People are hungry. Children are hungry. Fifty million people, including 17 million children, are now estimated to be hungry.

Many people are hanging on by a thread — like that kid in my front yard the other morning.

Blue Christmas
Battling the 2020 Christmas Blues

Say a Prayer — or not

If you are hanging on by a thread, you can always message me through this page or my Facebook page (@lisaduchenewriter). I’m never too busy to connect. I have faith that you can fix it — one thing at a time.

I’m never too busy to say a prayer for you or with you. 

And if you’re doing fine or better — which is good! — would you please do me a favor and say a prayer for this kid? 

Oh — and if you don’t believe in prayer, that’s OK, too. If you don’t believe in an infinite source of love, whether you call that God or Spirit or the Universe — it’s OK. I respect that. 

I believe enough for both of us. 

Sometimes, that’s all we need to get through a dark patch: A little faith. A little hope. A little light. Just enough. A little chance to help someone else. 

To know we’re not alone, and to know we’re loved.

You are not alone. You are loved. 

The only way we get through this is together — by watching out for each other and taking care of each other.

Kicking my Christmas Blues

My Christmas blues arrive the second weekend after Thanksgiving, when I’ve realized there are a few short weeks to get it all done just as my energy drops with the colder, shorter days. The to-do list is long and all I really want to do is curl up in a ball. 

Maybe this is why people put their tree up right after Thanksgiving? 

Thanksgiving should have more than its due time (and I love it), so I linger over the pumpkins and pressed leaves and all of a sudden, I’m behind on Christmas. 

I start panicking and muttering about needing to get 12 things done in a day, and where to start?

My husband knows: The tree. 

Last Sunday, he pried me out of the house for a drive to the tree farm.

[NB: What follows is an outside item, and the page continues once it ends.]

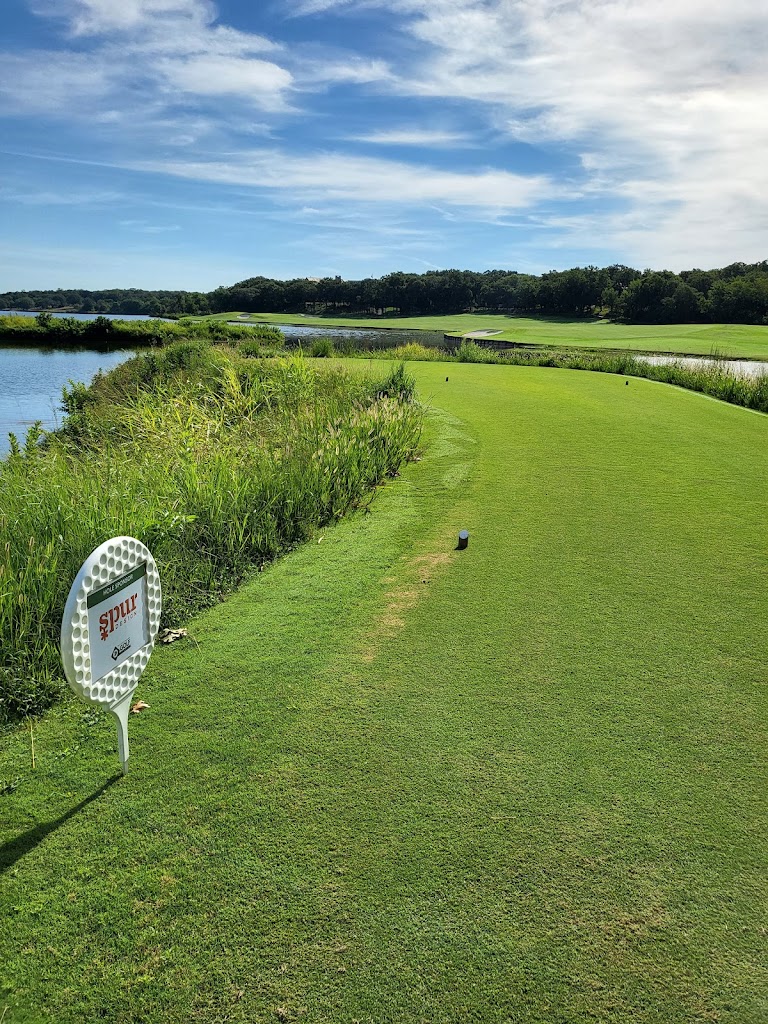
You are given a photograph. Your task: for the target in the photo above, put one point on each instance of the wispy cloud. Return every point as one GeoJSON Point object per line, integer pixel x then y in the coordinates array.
{"type": "Point", "coordinates": [417, 137]}
{"type": "Point", "coordinates": [340, 176]}
{"type": "Point", "coordinates": [663, 100]}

By Monday eve, we (actually he) had it in the silver bucket in the corner. By Tuesday, we had lights on it. They were so pretty, I decided we needed two more strings.

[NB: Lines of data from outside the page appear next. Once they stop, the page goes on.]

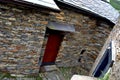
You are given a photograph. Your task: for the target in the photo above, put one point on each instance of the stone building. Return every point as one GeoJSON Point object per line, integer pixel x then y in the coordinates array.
{"type": "Point", "coordinates": [26, 26]}
{"type": "Point", "coordinates": [114, 40]}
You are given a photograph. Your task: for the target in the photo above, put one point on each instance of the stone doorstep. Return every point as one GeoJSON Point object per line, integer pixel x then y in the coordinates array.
{"type": "Point", "coordinates": [81, 77]}
{"type": "Point", "coordinates": [48, 68]}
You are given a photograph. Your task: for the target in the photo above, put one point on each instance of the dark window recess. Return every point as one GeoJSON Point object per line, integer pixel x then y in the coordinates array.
{"type": "Point", "coordinates": [104, 64]}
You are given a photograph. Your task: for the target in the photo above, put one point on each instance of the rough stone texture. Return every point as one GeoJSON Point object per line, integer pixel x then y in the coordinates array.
{"type": "Point", "coordinates": [96, 6]}
{"type": "Point", "coordinates": [21, 37]}
{"type": "Point", "coordinates": [115, 73]}
{"type": "Point", "coordinates": [80, 77]}
{"type": "Point", "coordinates": [22, 34]}
{"type": "Point", "coordinates": [114, 36]}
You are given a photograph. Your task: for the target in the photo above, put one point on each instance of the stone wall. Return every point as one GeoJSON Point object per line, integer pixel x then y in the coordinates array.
{"type": "Point", "coordinates": [22, 33]}
{"type": "Point", "coordinates": [115, 38]}
{"type": "Point", "coordinates": [115, 73]}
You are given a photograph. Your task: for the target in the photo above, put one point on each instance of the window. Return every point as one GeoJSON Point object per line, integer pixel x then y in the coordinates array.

By Wednesday morning, when I came inside from that chilly talk on the front porch, the house felt like an 80-degree palace and that lit tree in the corner looked glorious. Who cares about the exposed bathroom pipes just above it? (That’s a fixer-upper story for later.)

This house is solid, safe harbor in this perfect storm of a terrible year.

One thing I told that kid was a bit of wisdom I’ve learned from my husband: Next most important thing.

As in: “Next most important thing, HON! That’s all you’ve got to do.”Thank goodness for this guy, who catches me. With a tree. Before I’m too overwhelmed.

When the world is spinning out of control, you’re in the heat of an argument or maybe overwhelmed at Christmas, or anything: Pause. Take the three longest, deepest breaths you can. Then do the next, most important thing. 

Say a prayer — for yourself, and someone else.

That’s all. Just one thing. Then the next.

For me, it was the tree. Next, to find a pair of pants for this kid.